Chicago unemployment is highest in nation
Nearly 100,000 Chicago-area residents are out of work, and at 6.2% the Chicago metro area has the highest unemployment rate of the nation’s 50 largest metro areas. Illinois as a whole isn’t doing much better, with a 6.1% unemployment rate.
Chicago has fewer workers and more unemployed residents than before Mayor Brandon Johnson took office in May 2023. The labor market has gotten so bad in Chicago that the metro area faces the highest unemployment rate of the 50 largest cities in the nation.

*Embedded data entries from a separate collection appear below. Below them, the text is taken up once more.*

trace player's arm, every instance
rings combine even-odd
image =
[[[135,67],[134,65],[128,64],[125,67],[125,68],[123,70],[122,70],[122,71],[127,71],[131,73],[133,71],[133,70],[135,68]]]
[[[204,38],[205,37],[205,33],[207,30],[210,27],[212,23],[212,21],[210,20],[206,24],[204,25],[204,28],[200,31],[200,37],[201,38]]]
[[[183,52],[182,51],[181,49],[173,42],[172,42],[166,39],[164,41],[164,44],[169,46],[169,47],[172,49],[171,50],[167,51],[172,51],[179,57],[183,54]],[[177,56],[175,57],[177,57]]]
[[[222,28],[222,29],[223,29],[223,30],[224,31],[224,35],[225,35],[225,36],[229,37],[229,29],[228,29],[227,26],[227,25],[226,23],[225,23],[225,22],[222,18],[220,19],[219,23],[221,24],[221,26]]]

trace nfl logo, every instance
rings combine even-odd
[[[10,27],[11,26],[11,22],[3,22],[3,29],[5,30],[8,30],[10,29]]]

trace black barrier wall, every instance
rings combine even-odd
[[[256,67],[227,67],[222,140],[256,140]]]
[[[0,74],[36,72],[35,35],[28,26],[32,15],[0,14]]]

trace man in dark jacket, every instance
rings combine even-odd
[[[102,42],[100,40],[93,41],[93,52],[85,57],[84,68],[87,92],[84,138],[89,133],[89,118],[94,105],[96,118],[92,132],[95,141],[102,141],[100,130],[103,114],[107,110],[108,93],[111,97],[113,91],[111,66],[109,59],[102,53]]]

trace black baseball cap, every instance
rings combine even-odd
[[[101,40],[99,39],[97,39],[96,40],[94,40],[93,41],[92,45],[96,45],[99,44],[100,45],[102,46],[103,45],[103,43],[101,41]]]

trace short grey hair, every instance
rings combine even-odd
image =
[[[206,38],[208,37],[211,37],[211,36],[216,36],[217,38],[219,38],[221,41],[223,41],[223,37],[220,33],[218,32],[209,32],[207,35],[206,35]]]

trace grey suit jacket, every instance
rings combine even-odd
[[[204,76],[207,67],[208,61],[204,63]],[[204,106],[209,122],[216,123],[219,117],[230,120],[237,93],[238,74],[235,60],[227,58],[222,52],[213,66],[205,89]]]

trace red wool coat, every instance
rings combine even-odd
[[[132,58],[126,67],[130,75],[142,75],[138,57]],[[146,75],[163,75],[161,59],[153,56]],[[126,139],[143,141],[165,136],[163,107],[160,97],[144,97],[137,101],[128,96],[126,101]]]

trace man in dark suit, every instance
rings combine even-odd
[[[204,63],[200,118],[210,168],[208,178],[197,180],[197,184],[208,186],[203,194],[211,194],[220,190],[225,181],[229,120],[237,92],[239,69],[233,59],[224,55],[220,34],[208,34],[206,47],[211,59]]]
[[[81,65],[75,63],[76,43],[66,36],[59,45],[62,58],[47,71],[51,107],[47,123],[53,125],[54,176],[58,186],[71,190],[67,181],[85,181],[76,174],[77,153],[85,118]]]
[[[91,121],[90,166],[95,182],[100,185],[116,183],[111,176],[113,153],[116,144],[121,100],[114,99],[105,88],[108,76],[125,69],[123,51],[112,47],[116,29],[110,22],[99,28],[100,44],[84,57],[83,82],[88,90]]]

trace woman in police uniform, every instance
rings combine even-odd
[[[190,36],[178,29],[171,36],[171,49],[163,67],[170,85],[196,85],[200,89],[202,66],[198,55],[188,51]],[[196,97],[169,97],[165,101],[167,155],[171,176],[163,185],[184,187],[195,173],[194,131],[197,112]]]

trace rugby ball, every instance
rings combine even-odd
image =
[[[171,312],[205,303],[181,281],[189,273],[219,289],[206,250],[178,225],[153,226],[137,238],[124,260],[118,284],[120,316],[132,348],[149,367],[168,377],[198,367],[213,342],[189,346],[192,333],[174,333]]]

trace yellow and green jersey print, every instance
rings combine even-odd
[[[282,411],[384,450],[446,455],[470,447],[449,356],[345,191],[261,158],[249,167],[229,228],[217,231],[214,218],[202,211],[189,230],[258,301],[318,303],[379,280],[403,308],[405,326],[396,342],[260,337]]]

Johnson ran on the idea, and has continuously proclaimed, that his administration is “making Chicago the most pro-worker city in the country.” There’s just one problem with that – today, nearly 100,000 Chicagoans are out of work. As of June, the Chicago metro area was facing a 6.2% unemployment rate, the highest of any major metropolitan area in the nation. The U.S. as a whole has a current unemployment rate of 4.5% and Illinois’ overall unemployment rate sits at 6.1%. The data are real-time, non-seasonally adjusted measures.
Not only does the Chicago metro area’s unemployment rate rank higher than anywhere else, other Midwestern cities are seeing the opposite with unemployment rates well below the national average. Milwaukee and Minneapolis both have an unemployment rate of 3.7%, Kansas City has an unemployment rate of 3.8% and Indianapolis has an unemployment rate of 4.0%.
When you zoom in even farther to look solely within city limits, Chicago’s labor market story gets even worse. The unemployment rate has climbed to 7.1% for those who live in the city – up 1.8 percentage points compared to the 5.3% unemployment rate seen in June 2023. Even worse, there are nearly 11,400 fewer employed Chicagoans than compared to this time last year. As a result, more than 99,000 Chicagoans are out of work – up nearly 26,000 compared to this time last year. While the available data is not seasonally adjusted (unemployment tends to increase during the summer months, largely because students are looking for summer work or have recently graduated), there are even fewer Chicagoans employed than when Johnson took office on May 15, 2023.
These poor labor market outcomes are likely a major reason why Chicago’s population has reached its lowest point since 1920. The city’s population has fallen to 2.66 million people, far below the peak of 3.62 million in 1950, and is smaller today than in 1920.
Domestic outmigration – residents fleeing for other areas – has been the sole driver of Cook County population decline in recent years, and likely the driving factor in Chicago’s population decline. The city’s population has declined for nine consecutive years and is currently on pace to be overtaken by Houston as the nation’s third-largest city in the next decade.
Last year, polling conducted for the Illinois Policy Institute showed 34% of Chicagoans would leave the city if given the opportunity, with 39% of those who said they would move citing taxes and affordability as a reason.
Polling from NPR Illinois and the University of Illinois found 61% of Illinoisans thought about moving out of state in 2019, and the No. 1 reason was taxes.
Despite repeated evidence of population decline being driven by a hostile tax environment that does little to foster job and housing opportunities for residents, Mayor Brandon Johnson is boosting his calls to raise taxes on Chicagoans.
Voters rejected Johnson’s signature real estate transfer tax hike at the polls in March, but the mayor has said he hasn’t given up on raising $800 million in new taxes. Johnson on May 8 was in Springfield seeking $1 billion in additional funding from the state for Chicago Public Schools, $900 million in bond funding for a new Bears stadium, increased funds to remove lead water lines and additional tax revenue to be shared with the city.
If Johnson truly wants to turn Chicago into the most pro-worker city in the country, his focus should be on rehabilitating his relationship with the city’s business community and finding sustainable solutions to reverse Chicago’s high unemployment and population decline rather than hiking taxes on a struggling city.